Balibar, die selbst als Sängerin arbeitet und zwei herausragende Alben („Paramour“ und „Slalom Dame“) veröffentlichte, ist schlicht und immer ergreifend eine der großen Schauspielerinnen unserer Zeit. Von Zeit zu Zeit scheint sie förmlich in Barbara oder Brigitte oder was auch immer zu verschwinden. Der Film zeigt ihre Verwandlung, ohne sie aus den Augen zu verlieren. Hier gibt es keine Zeitsprünge, keine Schnitte, die à la Méliès Zaubertricks ermöglichen, sondern eine körperliche Transformationen, die einem Wunder gleicht. Nur hat man gar keine Zeit, diese zu verarbeiten und sie als solche zu sehen. Einmal beobachten wir Balibar/Brigitte wie sie Gesten von Barbara studiert. Sekunden später ist sie diese Geste. Wenn plötzlich die echte Barbara zu sehen ist, glaubt man für eine Sekunde: Das ist doch Balibar. Wie Amalric hängt ihre Karriere eng an den Filmen von Arnaud Desplechin, mehr noch waren die beiden ein Paar und insbesondere in Frankreich wurde der Film auch als dieses Wiedersehen betrachtet. Diese zusätzliche Ebene erinnert etwas an Opening Night von John Cassavetes. Man hat einen Film, einen Film-im-Film und das Leben hinter dem Film. Die Nähe zu Cassavetes, der ja ebenfalls als Schauspieler und Regisseur arbeitete, war auch schon in Amalrics Tournée sichtbar, ein Film, der an The Killing of a Chinese Bookie erinnert. Bei beiden Filmemachern. geht es immer wieder um die Versuche einer Lust am Leben, eines Überlebens für die Freude.

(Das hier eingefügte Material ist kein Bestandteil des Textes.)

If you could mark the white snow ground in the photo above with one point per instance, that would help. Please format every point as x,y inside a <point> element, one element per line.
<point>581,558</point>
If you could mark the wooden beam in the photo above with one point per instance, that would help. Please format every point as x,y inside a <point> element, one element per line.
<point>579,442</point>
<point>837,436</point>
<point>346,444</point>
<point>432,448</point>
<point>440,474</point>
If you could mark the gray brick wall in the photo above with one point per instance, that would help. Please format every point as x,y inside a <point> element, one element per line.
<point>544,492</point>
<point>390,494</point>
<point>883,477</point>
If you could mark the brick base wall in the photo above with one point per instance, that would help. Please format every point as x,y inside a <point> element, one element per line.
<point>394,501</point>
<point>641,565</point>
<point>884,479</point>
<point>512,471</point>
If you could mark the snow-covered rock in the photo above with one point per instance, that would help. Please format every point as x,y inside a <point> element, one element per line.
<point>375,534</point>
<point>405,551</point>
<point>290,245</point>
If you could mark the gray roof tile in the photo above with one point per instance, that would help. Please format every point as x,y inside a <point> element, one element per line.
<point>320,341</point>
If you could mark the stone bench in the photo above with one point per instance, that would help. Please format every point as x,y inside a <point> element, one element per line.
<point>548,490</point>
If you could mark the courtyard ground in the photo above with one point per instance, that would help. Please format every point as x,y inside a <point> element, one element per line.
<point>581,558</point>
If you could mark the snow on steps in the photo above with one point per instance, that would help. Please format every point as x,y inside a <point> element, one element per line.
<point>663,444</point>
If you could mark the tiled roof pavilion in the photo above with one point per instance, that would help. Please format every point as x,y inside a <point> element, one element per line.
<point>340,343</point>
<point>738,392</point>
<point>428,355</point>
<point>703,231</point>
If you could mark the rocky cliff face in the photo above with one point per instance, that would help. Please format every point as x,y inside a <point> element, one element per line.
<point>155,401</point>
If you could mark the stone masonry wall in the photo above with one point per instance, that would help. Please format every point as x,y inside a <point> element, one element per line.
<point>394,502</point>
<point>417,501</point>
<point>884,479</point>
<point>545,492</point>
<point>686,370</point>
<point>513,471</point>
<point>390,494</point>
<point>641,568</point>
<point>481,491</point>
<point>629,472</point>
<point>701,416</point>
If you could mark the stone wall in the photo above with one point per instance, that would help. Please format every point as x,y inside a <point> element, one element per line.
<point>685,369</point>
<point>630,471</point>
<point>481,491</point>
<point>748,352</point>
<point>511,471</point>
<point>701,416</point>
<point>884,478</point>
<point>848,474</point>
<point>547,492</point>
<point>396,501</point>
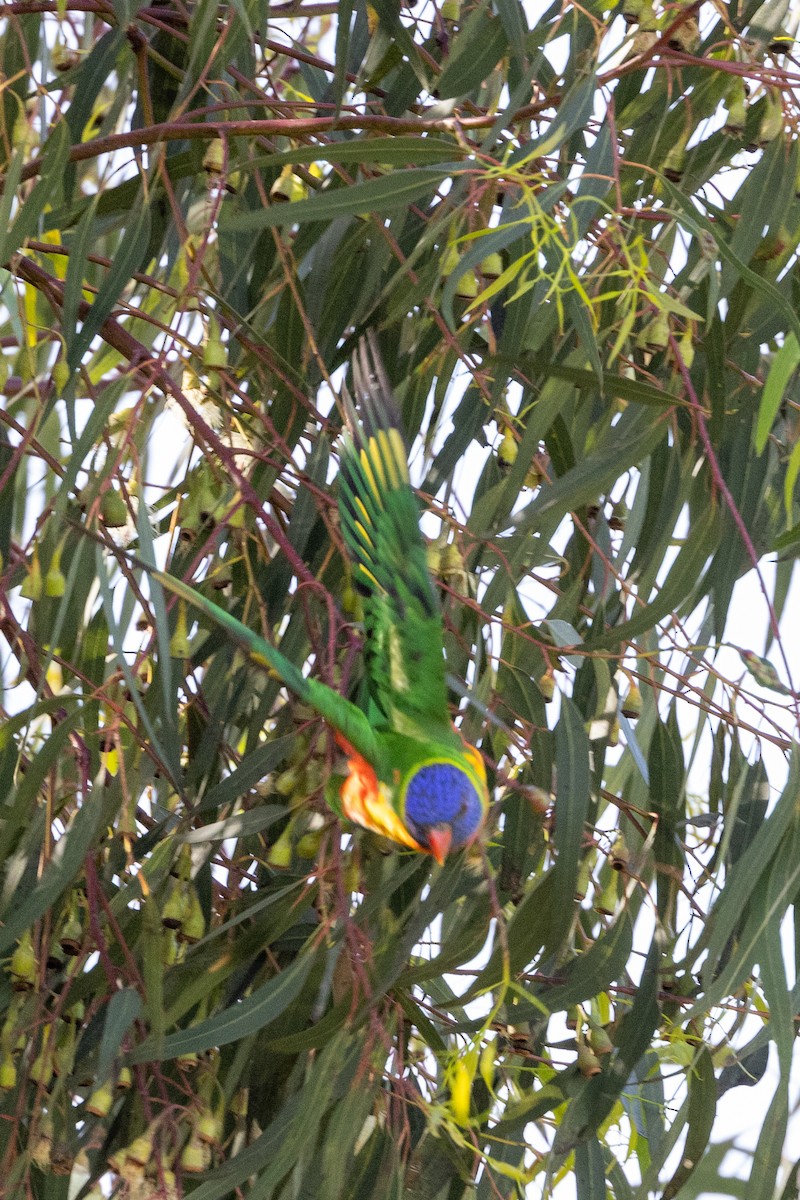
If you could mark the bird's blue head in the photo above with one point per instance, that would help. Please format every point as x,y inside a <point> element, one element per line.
<point>443,808</point>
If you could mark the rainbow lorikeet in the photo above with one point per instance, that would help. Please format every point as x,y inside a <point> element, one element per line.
<point>410,774</point>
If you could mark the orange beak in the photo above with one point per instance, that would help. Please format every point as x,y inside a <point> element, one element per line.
<point>439,841</point>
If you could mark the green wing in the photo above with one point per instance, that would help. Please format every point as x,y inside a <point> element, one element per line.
<point>380,523</point>
<point>334,708</point>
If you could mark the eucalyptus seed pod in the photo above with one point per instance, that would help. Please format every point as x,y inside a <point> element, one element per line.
<point>101,1101</point>
<point>113,510</point>
<point>631,705</point>
<point>600,1042</point>
<point>737,106</point>
<point>588,1061</point>
<point>23,965</point>
<point>32,586</point>
<point>507,451</point>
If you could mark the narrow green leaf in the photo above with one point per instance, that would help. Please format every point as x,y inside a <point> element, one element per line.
<point>62,869</point>
<point>241,1019</point>
<point>384,195</point>
<point>702,1111</point>
<point>121,1012</point>
<point>571,810</point>
<point>782,366</point>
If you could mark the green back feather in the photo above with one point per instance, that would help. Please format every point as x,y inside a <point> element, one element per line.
<point>380,523</point>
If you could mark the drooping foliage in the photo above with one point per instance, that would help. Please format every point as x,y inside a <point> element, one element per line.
<point>573,232</point>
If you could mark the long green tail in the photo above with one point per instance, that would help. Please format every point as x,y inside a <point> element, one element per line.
<point>334,708</point>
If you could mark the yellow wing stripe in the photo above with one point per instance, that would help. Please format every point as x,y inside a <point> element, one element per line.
<point>365,535</point>
<point>373,469</point>
<point>365,570</point>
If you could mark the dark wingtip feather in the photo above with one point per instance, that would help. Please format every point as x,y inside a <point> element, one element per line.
<point>377,405</point>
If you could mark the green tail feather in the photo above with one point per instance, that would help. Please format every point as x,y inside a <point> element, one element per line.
<point>334,708</point>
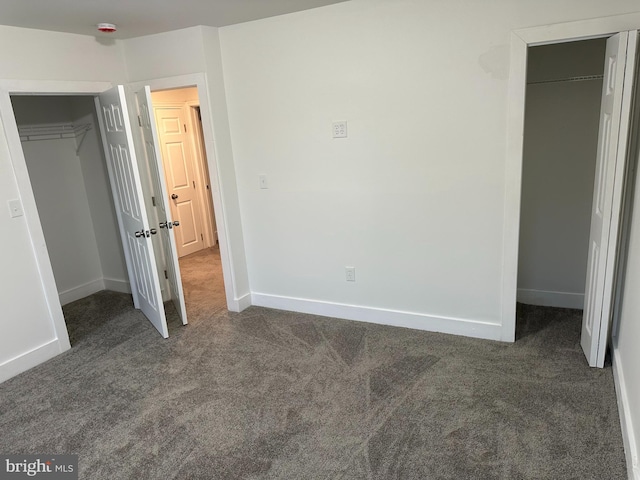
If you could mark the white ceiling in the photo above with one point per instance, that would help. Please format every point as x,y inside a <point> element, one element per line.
<point>136,18</point>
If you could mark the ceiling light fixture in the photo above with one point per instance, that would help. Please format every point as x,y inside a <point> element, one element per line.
<point>106,27</point>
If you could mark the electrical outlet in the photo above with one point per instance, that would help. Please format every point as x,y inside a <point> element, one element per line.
<point>350,273</point>
<point>340,129</point>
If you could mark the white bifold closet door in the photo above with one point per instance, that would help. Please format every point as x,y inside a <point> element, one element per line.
<point>126,187</point>
<point>607,199</point>
<point>167,224</point>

Barbara ist ein äußerst verspielter Film. Immer wieder bemerken wir erst am Ende einer Szene, das es sich eigentlich um eine gefilmte Szene handelt, das Décors fällt wiederholt vor unseren Augen zusammen oder entblößt sich als solches. Amalric findet auf den ersten Blick wenig Neues in diesen Überlappungen, was er jedoch findet, ist eine immense Lust daran. Barbara erinnert daran, dass das Kino lebendig sein kann. Übrigens basiert der Film auf einer Idee von Pierre Léon, der auch öfter mit Balibar arbeitete. Allgemein hat sich dort um Filmemacher wie Desplechin, Bertrand Bonello, Amalric, Léon oder Antoine Barraud eine interessante Formation etabliert. Ihr Jean-Pierre Léaud heißt Jeanne Balibar. Barbara ist ein weiterer Schritt für Amalric, der ihn trotz oder gerade wegen seines relativen Stardaseins als äußerst freien Filmemacher etabliert.